No dia 12 de dezembro de 2015, 195 países e a UE se comprometeram, na Conferência das Nações Unidas sobre as Mudanças Climáticas (COP21), em Paris, a deter o aumento da temperatura do planeta abaixo dos 2ºC, quando comparado à temperatura média pré-industrial, e a ajudar economicamente os países mais vulneráveis ao aquecimento global. Para a entrada em vigor do acordo, que substituirá a partir de 2020 o atual Protocolo de Kyoto, 55 países que representam 55% das emissões de gases de efeito estufa (GEE) precisavam ratificá-lo, o que foi alcançado em 4 de novembro de 2016. Até junho de 2017, 195 membros da Convenção assinaram o acordo, e 147 destes, entre eles o Brasil, o ratificaram.
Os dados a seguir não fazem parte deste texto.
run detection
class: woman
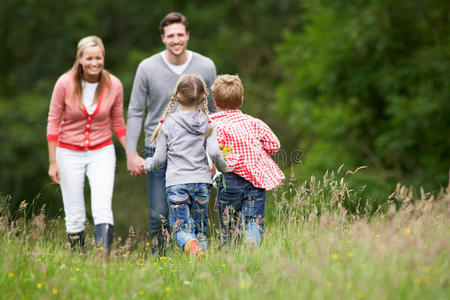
[47,36,126,255]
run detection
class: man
[127,12,217,255]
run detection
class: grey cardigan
[144,109,228,187]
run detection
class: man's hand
[127,152,145,176]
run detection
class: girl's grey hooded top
[144,109,227,187]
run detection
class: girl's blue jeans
[166,183,211,251]
[217,172,266,247]
[144,147,169,255]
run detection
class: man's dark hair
[159,12,189,35]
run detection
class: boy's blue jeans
[166,183,211,251]
[217,173,266,247]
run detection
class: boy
[211,75,284,248]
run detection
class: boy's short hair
[211,74,244,109]
[159,12,189,35]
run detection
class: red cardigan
[47,72,126,151]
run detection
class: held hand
[48,163,61,184]
[127,152,145,176]
[209,164,216,178]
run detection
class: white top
[161,50,192,75]
[81,80,98,115]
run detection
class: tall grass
[0,171,450,299]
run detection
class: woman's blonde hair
[151,74,212,143]
[71,35,111,108]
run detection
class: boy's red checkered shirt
[211,110,285,190]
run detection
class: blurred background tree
[0,0,450,232]
[277,0,450,193]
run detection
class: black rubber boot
[95,224,113,256]
[67,231,85,252]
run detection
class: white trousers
[56,145,116,233]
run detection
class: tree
[277,0,450,187]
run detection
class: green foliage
[277,0,450,188]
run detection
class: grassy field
[0,170,450,299]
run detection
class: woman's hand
[48,163,61,184]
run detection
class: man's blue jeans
[166,183,211,251]
[217,173,266,247]
[144,147,169,254]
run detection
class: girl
[144,74,227,257]
[47,36,126,254]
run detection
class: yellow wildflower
[239,280,250,289]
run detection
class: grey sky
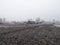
[0,0,60,21]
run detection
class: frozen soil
[0,26,60,45]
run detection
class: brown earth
[0,25,60,45]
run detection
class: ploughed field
[0,25,60,45]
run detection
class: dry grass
[0,25,60,45]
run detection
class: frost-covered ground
[0,25,60,45]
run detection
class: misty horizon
[0,0,60,21]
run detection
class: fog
[0,0,60,21]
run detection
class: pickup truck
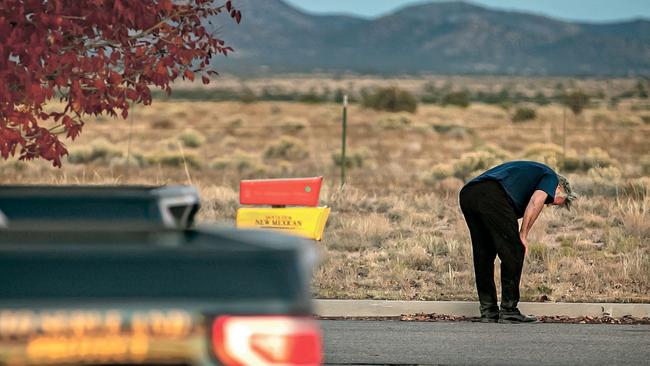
[0,187,322,365]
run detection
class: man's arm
[519,190,548,253]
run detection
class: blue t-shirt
[467,161,559,217]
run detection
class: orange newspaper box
[239,177,323,207]
[237,177,330,240]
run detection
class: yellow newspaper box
[237,207,330,240]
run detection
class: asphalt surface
[321,320,650,365]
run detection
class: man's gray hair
[557,174,578,210]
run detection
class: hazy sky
[285,0,650,22]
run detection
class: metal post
[562,105,566,166]
[341,95,348,189]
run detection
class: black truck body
[0,188,322,365]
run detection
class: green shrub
[562,147,616,172]
[178,129,205,148]
[640,154,650,175]
[524,143,562,168]
[145,152,201,168]
[280,118,307,133]
[512,107,537,123]
[454,151,498,181]
[379,114,411,130]
[264,137,309,161]
[564,90,589,116]
[362,87,418,113]
[425,163,454,183]
[440,91,469,108]
[68,138,122,164]
[332,150,368,169]
[239,88,257,104]
[209,151,267,177]
[453,145,510,181]
[572,167,622,197]
[151,118,176,130]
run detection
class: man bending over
[460,161,576,323]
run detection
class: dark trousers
[460,181,525,316]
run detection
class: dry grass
[0,78,650,302]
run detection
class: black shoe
[479,314,499,323]
[499,308,537,323]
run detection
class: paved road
[321,320,650,365]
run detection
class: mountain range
[209,0,650,76]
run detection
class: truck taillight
[212,316,323,366]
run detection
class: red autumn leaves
[0,0,241,166]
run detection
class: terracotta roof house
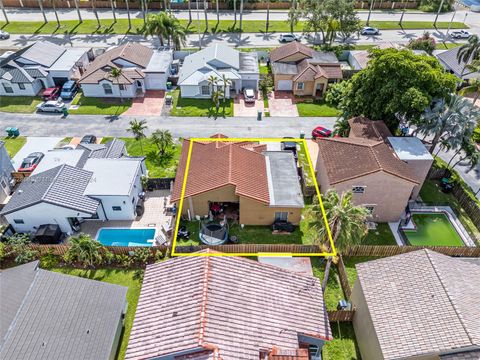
[79,42,173,98]
[270,41,342,96]
[125,250,332,360]
[0,261,127,360]
[350,249,480,360]
[171,135,304,225]
[316,117,433,222]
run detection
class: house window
[200,85,210,95]
[2,83,13,94]
[275,211,288,221]
[102,84,113,95]
[352,186,365,194]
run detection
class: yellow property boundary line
[171,138,337,256]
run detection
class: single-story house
[0,141,15,204]
[79,42,173,98]
[316,117,433,222]
[178,44,260,98]
[270,41,343,96]
[1,139,147,234]
[171,135,304,225]
[125,250,332,360]
[433,47,480,80]
[0,261,127,360]
[350,249,480,360]
[0,41,93,96]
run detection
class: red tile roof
[172,134,270,204]
[125,252,332,360]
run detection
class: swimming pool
[96,228,155,246]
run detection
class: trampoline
[198,221,228,245]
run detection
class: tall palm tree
[127,119,148,154]
[305,189,369,250]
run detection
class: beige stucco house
[171,135,304,225]
[350,249,480,360]
[316,117,433,222]
[270,41,342,97]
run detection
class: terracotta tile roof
[317,138,418,185]
[348,116,393,141]
[356,249,480,360]
[125,256,332,360]
[270,41,315,62]
[172,134,270,204]
[78,42,153,84]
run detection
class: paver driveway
[268,91,298,117]
[123,90,165,116]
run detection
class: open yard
[68,93,132,116]
[53,268,143,360]
[0,96,42,114]
[170,90,233,117]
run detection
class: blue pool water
[97,228,155,246]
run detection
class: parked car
[18,152,44,172]
[80,135,97,144]
[37,99,65,113]
[360,26,380,35]
[0,30,10,40]
[243,89,256,102]
[60,80,78,100]
[450,30,472,39]
[312,126,332,140]
[278,34,300,43]
[42,86,61,101]
[272,220,295,232]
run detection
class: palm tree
[65,233,102,267]
[127,119,148,154]
[305,189,369,250]
[151,130,173,156]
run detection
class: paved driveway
[124,90,165,116]
[268,91,298,117]
[12,136,62,170]
[233,94,263,117]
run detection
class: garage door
[276,80,293,91]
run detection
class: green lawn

QUAL A IMPORTÂNCIA DO ACORDO?
O aquecimento global é cada vez mais evidente. Os primeiros seis meses de 2016 foram os mais quentes da história das medições, que começaram em 1880, apresentando temperatura média 1,3ºC acima da média do fim do século XIX. Além disso, recentemente a atmosfera atingiu a marca de concentração de 400 ppm de CO2 (gás de efeito estufa, diretamente relacionado ao aquecimento do planeta) pela primeira vez em 4 milhões de anos. Mudanças climáticas relacionadas a este aumento de temperatura também estiveram bastante presentes em 2016: com o El Niño (“fenômeno atmosférico-oceânico caracterizado por um aquecimento anormal das águas superficiais no Oceano Pacífico Tropical, e que pode afetar o clima regional e global, mudando os padrões de vento a nível mundial, e afetando, assim, os regimes de chuva em regiões tropicais e de latitudes médias”, de acordo com o CPTEC) intenso no período 2015-2016, a região Sul do Brasil viu um regime de chuvas muito acima da média histórica, com vários eventos extremos, enquanto que a região Nordeste passou por uma seca histórica no primeiro semestre de 2016.
Como mostra a figura abaixo, para haver, pelo menos, uma estabilização da concentração de CO2 na atmosfera, de modo a atingir a meta de limitar o aumento de temperatura média do planeta a 2ºC, deve haver redução aguda das emissões de gases de efeito estufa nos próximos anos.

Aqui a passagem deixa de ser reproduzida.